Falcon and PeerBlock - Safelist Solution

[jaberwalk]

For those of you that want to use Falcon and Peerblock at the same time, but dont to allow all the IP's for amazon cloud, I made this solution.

The problem is that the IP's provided by amazon cloud can shift around every few days at random, what this script does is gather all the valid IP's for the utorrent servers and generates a safelist which is compatible to be loaded into peerblock, same format as what you would find on iblocklist.com.

I've got this script running on a development web server I've set up via a cron job every 12 hours. It dumps the file in a directory that apache is set up to serve from. Point the allow list to there, and viola, no problemo.

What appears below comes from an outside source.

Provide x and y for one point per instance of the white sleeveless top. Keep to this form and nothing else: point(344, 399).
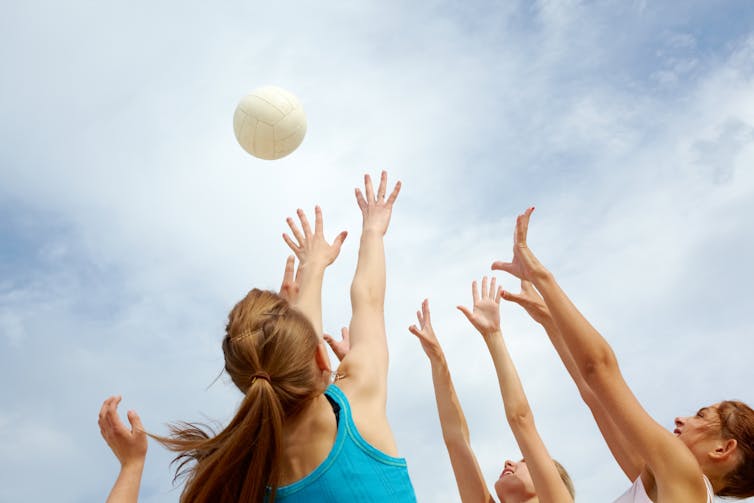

It may be a bit advanced, if you are unsure as to what I'm doing here, then this solution (no offense) probably isnt for you. But if someone out there wants to run this on a public webserver and supply the generated link for everyone to enjoy, then awesome:

#!/bin/bash

FILE="/sites/www.example.com/www/utorrent.txt"

IPLIST=`dig @ns1.utorrent.com utorrent.com axfr |grep -v ";" |awk {'print $5'} |sed 's/-/./g'|sed -r 's/^.*?[^0-9](25[0-5]|2[0-4][0-9]|[01]?[0-9][0-9]?)\.(25[0-5]|2[0-4][0-9]|[01]?[0-9][0-9]?)\.(25[0-5]|2[0-4][0-9]|[01]?[0-9][0-9]?)\.(25[0-5]|2[0-4][0-9]|[01]?[0-9][0-9]?)[^0-9].*$/\1.\2.\3.\4/' | grep -E "(25[0-5]|2[0-4][0-9]|[01]?[0-9][0-9]?)\.(25[0-5]|2[0-4][0-9]|[01]?[0-9][0-9]?)\.(25[0-5]|2[0-4][0-9]|[01]?[0-9][0-9]?)\.(25[0-5]|2[0-4][0-9]|[01]?[0-9][0-9]?)"|sort -u`

echo "# uTorrent Falcon IP Safelist" > $FILE

echo "# Autogenerated on `date`" >> $FILE

for i in $IPLIST

do

echo "uTorrent:$i-$i" >> $FILE

done

Hope this solution helps someone else out there.

[Diftraku]

http://project-moocow.net/utorrent.txt

Updates every 12 hours. Supports conditional get.

I reserve the right to restrict access to the list and/or remove access to it (just to cover my own hide here).

Other than that, play nicely and I'll be happy to keep it up there.

[enstine86]

Thank you the list works perfectly with peerblock.

[Diftraku]

Apparently, since 2nd of Aug, the dig for ns1.utorrent.com has been returning transfer failed for some odd reason. This can be fixed by swapping to ns2.utorrent.com

The list I managed has been out of date since 00:00:04 of 2nd of Aug and will be refreshed immediately to counter the downtime caused by this change.

[Diftraku]

And yet again the utorrent.com name servers have changed. I tried with 3 different servers returning the same results for the Nns.utorrent.com name servers, all failed due to timeout.

I switched my script hosted on project-moocow.net to use the bittorrent.com servers ens-05.bittorrent.com and ens-06.bittorrent.com respectively.

[chaytah]

Hi Diftraku,

Firstly, thanks for your whitelist. It's worked great for a long time.

Recently though (last few months) it's stopped working again. Could you kindly check to see if it's something you can fix easily?

Thanks!

[ciaobaby]

Could you kindly check to see if it's something you can fix easily?

Given that Diftraku hasn't logged in since 2011, that probaly won't happen.

[Diftraku]

Unfortunately all the µTorrent related DNS servers refuse the zone transfer request, making the script obsolete as we have nothing to dig for.

The only way I can see the whitelist returning is for the µTorrent staff to publish the Amazon AWS IPs reserved for the proxies.